Comparison of common technologies and schemes of database recovery subsystem (1)

Author: laboratory Chen / Big Data Laboratory

For transactional databases, the most critical function is to ensure the ACID properties of things, where atomicity and durability are guaranteed by the recovery subsystem. If the transaction is in progress, if it is found that it cannot continue, it needs to be rolled back with the recovery subsystem; or a system crash occurs, and the database needs to be restored to the state before the crash. In this column, we mainly introduce Logging Protocols / Recovery Algorithms, which are the two key parts of the transaction database recovery subsystem.

— Logging Schemes—

The key to the recovery subsystem is the recovery algorithm, which aims to achieve two processes. The first is the preparation for system recovery during the execution of the transaction. At present, most systems usually use log recording. Although there will be additional overhead to record data and update the log during the execution of the transaction, if there is no log, it cannot be achieved once the system crashes. System recovery and rollback of outstanding transactions. In addition, there is also the Shadow Paging scheme, that is, every modification of data is carried out through Copy-on-Write. When updating data, make a copy of the original data and update on the copy, and finally complete the operation by replacing the original data with the copy. The Shadow Paging solution is expensive and is generally used in infrequently updated scenarios, such as text editors and similar scenarios.

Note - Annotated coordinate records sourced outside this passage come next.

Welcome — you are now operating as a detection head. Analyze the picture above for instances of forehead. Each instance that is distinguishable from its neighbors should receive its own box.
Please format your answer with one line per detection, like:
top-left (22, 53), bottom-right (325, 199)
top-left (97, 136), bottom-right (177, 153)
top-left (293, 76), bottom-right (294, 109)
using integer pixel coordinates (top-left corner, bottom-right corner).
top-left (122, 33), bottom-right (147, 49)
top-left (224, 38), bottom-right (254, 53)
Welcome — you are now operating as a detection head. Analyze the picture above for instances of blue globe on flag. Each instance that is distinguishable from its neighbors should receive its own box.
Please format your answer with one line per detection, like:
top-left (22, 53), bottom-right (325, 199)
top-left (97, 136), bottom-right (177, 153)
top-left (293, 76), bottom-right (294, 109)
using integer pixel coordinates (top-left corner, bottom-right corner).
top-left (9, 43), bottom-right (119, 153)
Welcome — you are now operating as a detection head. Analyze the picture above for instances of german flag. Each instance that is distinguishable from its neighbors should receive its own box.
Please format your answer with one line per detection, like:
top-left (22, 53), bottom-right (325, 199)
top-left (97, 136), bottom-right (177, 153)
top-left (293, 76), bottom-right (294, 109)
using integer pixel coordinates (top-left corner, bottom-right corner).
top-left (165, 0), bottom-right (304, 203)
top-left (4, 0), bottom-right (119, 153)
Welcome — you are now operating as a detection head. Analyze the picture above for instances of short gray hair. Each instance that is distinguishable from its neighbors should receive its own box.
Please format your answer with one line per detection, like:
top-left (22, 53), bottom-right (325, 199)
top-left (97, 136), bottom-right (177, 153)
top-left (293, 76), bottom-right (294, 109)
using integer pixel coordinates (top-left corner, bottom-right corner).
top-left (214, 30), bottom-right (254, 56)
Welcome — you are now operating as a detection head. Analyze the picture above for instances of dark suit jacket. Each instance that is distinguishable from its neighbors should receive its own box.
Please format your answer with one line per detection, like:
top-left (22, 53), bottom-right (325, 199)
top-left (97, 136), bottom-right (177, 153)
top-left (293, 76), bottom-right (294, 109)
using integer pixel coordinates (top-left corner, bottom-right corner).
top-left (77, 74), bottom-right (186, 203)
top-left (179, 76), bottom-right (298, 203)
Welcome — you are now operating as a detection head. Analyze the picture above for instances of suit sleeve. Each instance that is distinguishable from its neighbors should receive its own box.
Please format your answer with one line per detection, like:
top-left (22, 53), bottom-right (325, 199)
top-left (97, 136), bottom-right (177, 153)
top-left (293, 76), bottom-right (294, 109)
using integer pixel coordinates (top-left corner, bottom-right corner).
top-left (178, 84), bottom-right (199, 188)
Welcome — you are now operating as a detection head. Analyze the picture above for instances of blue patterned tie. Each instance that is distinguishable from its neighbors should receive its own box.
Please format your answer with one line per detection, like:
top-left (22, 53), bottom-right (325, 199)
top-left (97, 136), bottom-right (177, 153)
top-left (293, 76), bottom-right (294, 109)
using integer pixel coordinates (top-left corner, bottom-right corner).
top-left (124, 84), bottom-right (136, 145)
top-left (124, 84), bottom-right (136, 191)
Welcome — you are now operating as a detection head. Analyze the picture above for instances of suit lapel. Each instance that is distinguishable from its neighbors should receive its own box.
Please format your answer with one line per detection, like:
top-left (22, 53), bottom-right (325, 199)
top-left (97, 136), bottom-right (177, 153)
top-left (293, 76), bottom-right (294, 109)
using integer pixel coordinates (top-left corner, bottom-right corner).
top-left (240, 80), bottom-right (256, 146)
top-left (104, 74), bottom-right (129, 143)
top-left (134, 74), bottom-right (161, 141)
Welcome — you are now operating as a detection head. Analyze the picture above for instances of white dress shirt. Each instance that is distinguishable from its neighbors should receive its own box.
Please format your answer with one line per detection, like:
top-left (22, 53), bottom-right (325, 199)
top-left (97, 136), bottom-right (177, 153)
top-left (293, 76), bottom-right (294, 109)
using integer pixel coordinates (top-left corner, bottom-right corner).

Therefore, log-based solutions are mostly used in transactional database systems. The second process is how to use the log information recorded by the system and adopt appropriate strategies to ensure that the database can be restored to the correct state in the event of a system failure or transaction rollback.

  • Physical Logging & Logical Logging

Logging is divided into two categories: Physical Logging and Logical Logging. Physical Logging refers to recording the modification of data items in the log record. For example, the value of data item A before modification is 90 and after modification is 100, Physical Logging will record the change process of data item A. In a database system, Physical Logging may be Value Logging, which means recording data items, data item IDs, and attribute values ​​before/after modification; it may also be real physical logging, which means recording PageID, Offset and length of disk pages. And the value before and after modification.

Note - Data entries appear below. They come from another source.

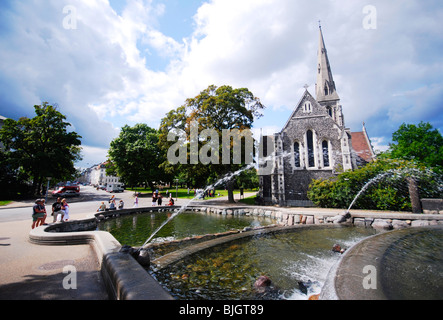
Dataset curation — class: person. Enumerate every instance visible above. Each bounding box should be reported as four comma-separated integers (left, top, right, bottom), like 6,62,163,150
31,199,46,229
168,195,174,206
51,197,62,222
62,199,69,221
109,199,116,210
57,199,69,222
97,201,106,212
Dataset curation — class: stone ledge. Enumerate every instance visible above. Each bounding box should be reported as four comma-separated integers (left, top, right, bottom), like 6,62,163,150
29,225,173,300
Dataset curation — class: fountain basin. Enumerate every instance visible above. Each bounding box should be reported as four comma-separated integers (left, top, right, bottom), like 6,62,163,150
153,224,375,300
320,225,443,300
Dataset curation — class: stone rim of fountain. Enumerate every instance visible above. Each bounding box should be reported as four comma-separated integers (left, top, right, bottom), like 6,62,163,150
29,205,443,300
319,224,443,300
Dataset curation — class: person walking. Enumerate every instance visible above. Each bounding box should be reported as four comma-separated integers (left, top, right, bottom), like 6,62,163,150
133,194,138,208
51,197,62,222
157,193,163,206
31,199,46,229
62,199,69,222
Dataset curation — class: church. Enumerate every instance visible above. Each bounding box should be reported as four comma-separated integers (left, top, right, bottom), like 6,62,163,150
259,26,375,206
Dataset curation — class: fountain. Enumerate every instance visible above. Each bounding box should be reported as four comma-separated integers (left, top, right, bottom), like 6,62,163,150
106,158,442,300
139,163,254,250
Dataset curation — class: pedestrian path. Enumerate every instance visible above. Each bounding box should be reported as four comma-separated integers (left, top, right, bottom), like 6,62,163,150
0,214,107,300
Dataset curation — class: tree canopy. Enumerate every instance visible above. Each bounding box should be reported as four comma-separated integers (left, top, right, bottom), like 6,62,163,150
107,124,165,188
0,102,81,194
389,121,443,170
160,85,264,201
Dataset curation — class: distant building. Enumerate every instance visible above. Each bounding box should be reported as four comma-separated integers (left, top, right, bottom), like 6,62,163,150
260,27,375,206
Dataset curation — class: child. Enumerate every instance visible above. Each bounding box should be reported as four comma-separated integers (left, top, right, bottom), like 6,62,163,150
62,199,69,221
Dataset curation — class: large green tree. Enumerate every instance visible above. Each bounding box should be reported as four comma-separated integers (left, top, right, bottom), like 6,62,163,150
107,124,165,188
0,102,81,194
389,121,443,171
160,85,264,202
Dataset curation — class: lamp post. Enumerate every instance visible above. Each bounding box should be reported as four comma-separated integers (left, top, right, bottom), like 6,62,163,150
45,177,51,203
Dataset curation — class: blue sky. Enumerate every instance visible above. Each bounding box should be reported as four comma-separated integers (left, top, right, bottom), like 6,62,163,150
0,0,443,167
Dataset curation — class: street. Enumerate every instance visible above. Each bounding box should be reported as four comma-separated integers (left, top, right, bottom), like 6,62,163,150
0,186,138,223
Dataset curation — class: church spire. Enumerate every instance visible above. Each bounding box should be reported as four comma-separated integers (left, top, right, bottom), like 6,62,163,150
315,25,340,102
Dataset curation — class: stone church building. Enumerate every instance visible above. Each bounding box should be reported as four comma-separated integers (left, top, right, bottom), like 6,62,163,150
259,27,375,206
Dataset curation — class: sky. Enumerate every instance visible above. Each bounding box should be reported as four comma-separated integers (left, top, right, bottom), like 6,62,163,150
0,0,443,167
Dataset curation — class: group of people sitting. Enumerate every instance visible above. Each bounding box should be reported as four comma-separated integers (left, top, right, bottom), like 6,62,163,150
97,195,125,212
152,190,174,206
31,197,69,229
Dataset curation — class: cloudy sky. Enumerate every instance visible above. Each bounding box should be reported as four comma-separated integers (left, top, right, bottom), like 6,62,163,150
0,0,443,167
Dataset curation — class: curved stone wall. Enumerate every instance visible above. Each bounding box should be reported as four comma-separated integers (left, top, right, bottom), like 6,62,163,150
29,205,443,300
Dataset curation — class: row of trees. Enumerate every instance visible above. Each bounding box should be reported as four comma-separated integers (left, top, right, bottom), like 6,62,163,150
107,85,264,201
308,122,443,211
0,102,81,199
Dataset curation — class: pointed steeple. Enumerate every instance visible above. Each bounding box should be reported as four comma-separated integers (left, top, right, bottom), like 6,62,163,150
315,26,340,102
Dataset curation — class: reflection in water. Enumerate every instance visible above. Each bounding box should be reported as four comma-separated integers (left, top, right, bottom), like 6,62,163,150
380,228,443,300
154,227,375,300
98,212,275,247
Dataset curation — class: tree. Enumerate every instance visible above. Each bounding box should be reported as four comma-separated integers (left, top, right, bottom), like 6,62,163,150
0,102,81,194
389,121,443,170
160,85,264,202
308,157,443,211
107,124,164,189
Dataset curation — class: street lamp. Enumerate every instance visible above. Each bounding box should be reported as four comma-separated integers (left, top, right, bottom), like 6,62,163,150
175,179,178,201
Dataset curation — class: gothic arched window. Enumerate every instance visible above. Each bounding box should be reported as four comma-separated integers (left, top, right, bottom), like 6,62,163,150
306,130,315,168
322,140,329,167
294,142,301,168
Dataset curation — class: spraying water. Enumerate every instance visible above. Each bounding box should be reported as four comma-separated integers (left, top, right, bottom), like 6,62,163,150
346,167,443,213
139,148,298,250
140,163,254,249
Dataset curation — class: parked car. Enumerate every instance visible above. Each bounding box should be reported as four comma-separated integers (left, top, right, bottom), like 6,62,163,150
52,186,80,198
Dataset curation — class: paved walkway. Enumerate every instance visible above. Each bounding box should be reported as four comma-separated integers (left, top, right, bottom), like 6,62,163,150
0,194,416,300
0,195,253,300
0,214,107,300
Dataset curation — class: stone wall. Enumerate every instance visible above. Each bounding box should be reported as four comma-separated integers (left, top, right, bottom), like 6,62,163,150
188,206,443,230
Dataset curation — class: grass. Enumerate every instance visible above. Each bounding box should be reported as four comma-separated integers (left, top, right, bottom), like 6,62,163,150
127,188,257,200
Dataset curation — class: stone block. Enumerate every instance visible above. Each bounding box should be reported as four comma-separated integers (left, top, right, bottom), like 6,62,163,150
372,219,392,230
392,219,409,229
306,216,314,224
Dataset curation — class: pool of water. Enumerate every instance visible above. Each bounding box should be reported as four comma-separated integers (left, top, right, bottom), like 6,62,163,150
380,227,443,300
98,212,275,247
154,227,375,300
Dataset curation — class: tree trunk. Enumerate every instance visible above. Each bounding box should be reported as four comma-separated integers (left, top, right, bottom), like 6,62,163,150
407,178,423,213
226,180,235,203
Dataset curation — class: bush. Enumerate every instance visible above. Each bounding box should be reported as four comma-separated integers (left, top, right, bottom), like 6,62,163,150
308,159,443,211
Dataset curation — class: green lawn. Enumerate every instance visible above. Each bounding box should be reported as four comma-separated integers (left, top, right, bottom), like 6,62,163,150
126,188,258,199
0,200,12,207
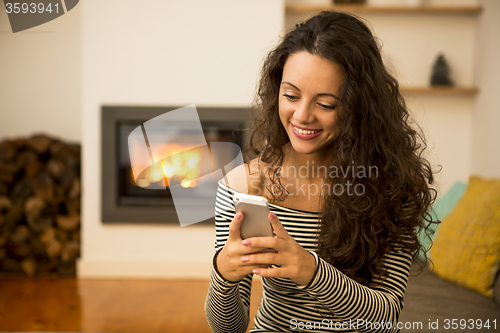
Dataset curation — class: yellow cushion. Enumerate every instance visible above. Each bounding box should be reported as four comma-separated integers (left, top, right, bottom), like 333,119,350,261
431,176,500,297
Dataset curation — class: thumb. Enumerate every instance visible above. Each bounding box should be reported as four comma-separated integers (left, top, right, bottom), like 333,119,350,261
268,212,289,238
228,212,243,241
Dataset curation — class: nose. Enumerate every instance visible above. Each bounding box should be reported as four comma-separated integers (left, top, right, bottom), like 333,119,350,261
293,101,314,125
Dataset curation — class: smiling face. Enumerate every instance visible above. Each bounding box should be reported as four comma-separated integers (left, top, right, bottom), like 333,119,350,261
279,51,344,157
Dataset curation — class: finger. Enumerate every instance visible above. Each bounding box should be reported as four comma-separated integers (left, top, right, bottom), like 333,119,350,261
227,212,243,241
241,252,284,267
268,212,290,238
252,267,283,278
241,237,286,252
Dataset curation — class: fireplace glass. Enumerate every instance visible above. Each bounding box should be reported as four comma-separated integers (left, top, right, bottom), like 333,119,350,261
102,106,249,223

The other type is Logical Logging, which does not record execution results, but only records operations on data modification such as delete / update. Compared with the recovery or replay of Physical Logging based on the values ​​before and after the modification, Logical Logging needs to re-execute the operation in the log during replay, and needs to perform the reverse operation of the operation recorded in the log during rollback, such as inserting the corresponding deletion, etc. .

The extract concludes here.